The replica N414WW
It began when an associate of museum owner Dan Haynes contacted Steven W. Stull, Airwolf fan and craftsman of fine reproduction props. As he wanted to pay tribute to the Airwolf helicopter in some way, Mr. Haynes' associate sought to sell Steven's reproduction helmets and flight suits in the museum gift shop. Since the original Airwolf helicopter and filming mock-up had previously been destroyed by accident and post-show deconstruction, selling replica costumes seemed the best salute. Little did Mr. Haynes and his associate expect just how far Mr. Stull and his friends could and would help him improve upon that vision for a modest salute to the show by coming together to build a new Airwolf.
First, Haynes purchased a decommissioned Bell 222 airframe and components which had previously been scouted for this purpose by airwolf.tv's own Clark Van Hoten and Roy Nelson. The airframe would then be transported by truck to Stull's workshop in Dawsonville, Georgia to become the new Airwolf. Thus, on Thursday April 6, 2006, airframe serial number 47042, previously registered as N414WW, arrived at Mr. Stull's lakeside shop to begin the conversion.
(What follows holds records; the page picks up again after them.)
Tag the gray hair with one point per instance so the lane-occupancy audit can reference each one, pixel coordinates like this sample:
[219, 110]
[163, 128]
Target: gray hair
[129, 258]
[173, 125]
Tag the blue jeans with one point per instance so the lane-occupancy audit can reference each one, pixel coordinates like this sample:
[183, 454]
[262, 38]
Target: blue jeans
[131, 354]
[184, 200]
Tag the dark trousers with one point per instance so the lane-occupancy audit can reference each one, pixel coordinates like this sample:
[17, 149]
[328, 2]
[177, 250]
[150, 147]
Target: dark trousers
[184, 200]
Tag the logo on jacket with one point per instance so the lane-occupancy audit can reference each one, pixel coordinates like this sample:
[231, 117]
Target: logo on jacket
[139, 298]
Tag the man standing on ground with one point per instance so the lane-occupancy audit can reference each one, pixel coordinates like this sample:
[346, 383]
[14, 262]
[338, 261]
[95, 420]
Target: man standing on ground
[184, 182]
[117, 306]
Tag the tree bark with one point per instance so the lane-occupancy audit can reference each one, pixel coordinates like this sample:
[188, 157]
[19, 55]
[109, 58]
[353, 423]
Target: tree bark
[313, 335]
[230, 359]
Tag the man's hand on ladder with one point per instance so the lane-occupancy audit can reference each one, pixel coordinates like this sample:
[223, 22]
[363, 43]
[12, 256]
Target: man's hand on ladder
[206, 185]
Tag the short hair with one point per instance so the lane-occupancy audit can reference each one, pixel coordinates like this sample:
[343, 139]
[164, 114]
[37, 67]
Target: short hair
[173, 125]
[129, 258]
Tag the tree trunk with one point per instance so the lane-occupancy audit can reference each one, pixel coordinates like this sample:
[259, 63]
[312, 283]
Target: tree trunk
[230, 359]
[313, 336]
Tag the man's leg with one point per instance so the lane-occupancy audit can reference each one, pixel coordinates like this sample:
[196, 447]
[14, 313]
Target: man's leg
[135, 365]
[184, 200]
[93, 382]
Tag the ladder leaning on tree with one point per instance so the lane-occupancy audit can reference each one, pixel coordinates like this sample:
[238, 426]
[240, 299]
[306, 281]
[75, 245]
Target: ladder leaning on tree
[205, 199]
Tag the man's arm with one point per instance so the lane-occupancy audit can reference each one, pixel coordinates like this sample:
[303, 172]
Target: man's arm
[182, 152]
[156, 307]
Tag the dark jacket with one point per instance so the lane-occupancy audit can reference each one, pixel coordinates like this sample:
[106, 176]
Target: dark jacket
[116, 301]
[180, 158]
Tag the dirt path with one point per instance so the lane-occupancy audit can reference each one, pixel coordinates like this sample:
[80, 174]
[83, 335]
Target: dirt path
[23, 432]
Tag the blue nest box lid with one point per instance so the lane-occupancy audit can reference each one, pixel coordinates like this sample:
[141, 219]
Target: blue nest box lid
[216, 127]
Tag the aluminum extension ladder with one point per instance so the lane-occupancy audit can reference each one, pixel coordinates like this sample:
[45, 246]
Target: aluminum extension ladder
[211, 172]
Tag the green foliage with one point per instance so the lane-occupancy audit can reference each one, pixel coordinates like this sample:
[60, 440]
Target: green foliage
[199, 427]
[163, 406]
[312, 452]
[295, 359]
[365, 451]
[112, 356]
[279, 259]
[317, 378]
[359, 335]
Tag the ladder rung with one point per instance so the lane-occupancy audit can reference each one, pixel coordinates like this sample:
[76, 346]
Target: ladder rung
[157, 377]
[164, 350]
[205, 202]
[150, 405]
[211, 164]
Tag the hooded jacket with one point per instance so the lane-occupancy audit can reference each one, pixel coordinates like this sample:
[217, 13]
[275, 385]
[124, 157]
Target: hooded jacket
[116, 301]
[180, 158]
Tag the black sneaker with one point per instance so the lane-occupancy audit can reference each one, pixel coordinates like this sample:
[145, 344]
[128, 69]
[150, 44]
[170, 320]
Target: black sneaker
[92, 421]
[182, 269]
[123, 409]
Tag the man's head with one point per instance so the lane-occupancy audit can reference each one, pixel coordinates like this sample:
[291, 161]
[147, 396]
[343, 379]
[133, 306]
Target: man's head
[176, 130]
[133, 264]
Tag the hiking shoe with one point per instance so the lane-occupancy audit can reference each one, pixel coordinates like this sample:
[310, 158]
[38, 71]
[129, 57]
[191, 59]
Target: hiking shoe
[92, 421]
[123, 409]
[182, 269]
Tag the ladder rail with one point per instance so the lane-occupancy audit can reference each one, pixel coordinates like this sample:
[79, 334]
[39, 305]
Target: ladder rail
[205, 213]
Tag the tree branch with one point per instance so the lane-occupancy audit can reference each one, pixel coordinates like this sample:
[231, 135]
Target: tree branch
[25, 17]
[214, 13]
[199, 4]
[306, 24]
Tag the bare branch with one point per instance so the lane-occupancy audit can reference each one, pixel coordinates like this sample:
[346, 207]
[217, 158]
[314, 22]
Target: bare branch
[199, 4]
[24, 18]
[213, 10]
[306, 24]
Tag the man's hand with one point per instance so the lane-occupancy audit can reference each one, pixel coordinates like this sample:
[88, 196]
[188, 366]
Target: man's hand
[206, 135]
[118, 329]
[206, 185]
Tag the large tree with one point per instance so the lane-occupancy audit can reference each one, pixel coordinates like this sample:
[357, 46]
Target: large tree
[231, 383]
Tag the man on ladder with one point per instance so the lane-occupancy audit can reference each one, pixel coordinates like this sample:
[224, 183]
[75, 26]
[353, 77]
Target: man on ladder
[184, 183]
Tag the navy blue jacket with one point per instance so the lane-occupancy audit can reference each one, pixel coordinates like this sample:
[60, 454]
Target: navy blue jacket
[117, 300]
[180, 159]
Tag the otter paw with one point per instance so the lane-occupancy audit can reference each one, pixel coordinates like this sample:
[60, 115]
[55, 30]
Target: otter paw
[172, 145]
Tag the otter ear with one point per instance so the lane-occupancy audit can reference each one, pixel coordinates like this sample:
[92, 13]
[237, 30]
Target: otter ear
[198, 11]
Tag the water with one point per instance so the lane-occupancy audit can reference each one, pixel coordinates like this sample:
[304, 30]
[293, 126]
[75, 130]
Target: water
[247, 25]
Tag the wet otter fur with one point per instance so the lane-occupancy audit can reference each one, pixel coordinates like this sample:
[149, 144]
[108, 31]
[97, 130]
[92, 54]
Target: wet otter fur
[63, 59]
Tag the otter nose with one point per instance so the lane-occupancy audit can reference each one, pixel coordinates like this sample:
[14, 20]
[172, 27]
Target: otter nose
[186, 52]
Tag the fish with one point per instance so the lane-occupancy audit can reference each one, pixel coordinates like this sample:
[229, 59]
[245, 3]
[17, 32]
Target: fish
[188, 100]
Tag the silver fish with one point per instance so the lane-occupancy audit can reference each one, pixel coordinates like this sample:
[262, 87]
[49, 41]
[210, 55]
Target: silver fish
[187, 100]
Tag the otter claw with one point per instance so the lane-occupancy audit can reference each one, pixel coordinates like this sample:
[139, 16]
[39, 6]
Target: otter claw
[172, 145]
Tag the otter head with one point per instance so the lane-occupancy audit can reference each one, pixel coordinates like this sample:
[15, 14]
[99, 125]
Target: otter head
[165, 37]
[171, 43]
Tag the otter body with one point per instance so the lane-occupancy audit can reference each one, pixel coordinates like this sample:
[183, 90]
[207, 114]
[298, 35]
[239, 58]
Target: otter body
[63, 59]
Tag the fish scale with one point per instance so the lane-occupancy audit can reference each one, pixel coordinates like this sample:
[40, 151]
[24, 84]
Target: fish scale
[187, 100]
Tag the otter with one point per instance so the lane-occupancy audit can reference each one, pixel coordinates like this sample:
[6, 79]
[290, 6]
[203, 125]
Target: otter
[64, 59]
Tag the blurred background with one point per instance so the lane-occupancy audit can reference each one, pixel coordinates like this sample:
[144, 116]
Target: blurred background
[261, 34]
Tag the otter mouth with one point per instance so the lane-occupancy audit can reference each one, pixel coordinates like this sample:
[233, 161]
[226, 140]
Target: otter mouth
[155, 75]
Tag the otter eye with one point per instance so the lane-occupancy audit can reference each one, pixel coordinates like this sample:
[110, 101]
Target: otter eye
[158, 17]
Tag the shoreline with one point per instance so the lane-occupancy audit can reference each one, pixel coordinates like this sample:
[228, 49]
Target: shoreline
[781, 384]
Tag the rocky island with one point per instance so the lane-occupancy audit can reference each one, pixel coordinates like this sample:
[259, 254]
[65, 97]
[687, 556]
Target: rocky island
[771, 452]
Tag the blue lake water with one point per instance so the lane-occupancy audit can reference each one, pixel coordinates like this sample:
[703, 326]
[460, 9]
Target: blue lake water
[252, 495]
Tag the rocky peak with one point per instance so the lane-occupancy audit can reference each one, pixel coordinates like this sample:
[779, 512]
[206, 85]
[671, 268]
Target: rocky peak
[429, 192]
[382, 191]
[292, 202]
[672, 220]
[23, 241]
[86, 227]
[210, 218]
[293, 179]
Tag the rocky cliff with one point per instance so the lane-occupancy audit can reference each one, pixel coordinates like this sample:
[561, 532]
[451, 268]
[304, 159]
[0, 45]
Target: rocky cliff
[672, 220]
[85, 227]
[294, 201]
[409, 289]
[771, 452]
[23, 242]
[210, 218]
With access to original Airwolf plans and components and in collaboration with other subject matter experts, Steven began to create the first true Airwolf replica. Initially, the Airwolf helicopter will hang from the museum ceiling at eye level with the second floor. It will be on display among other rare pieces, including the Army's prototype Commanche helicopter. After the museum's initial year, Airwolf will be removed to be rennovated internally by Stull, Van Hoten and Srodzinski. It will return as a floor-level display to show off the full beauty of the cockpit.
The museum was unsuccessful so Stull loaned it out to the Tennessee Museum of Avation in Sevierville, Tennessee between 2007-2015 before selling it to a private collector in California.
The owner sent it to Westcoast Custom for a paint touch up on a couple of parts that unfortunately had some issues due to a rushed job by a mechanic. The mechanic didn't use hardener or sealers that made the nose and the pilot door bubble and look different from the rest.
After it came back from WCC it was displayed on the roof of a $250M mansion before it was sold to the Tomorrow's Aeronautical Museum in 2020.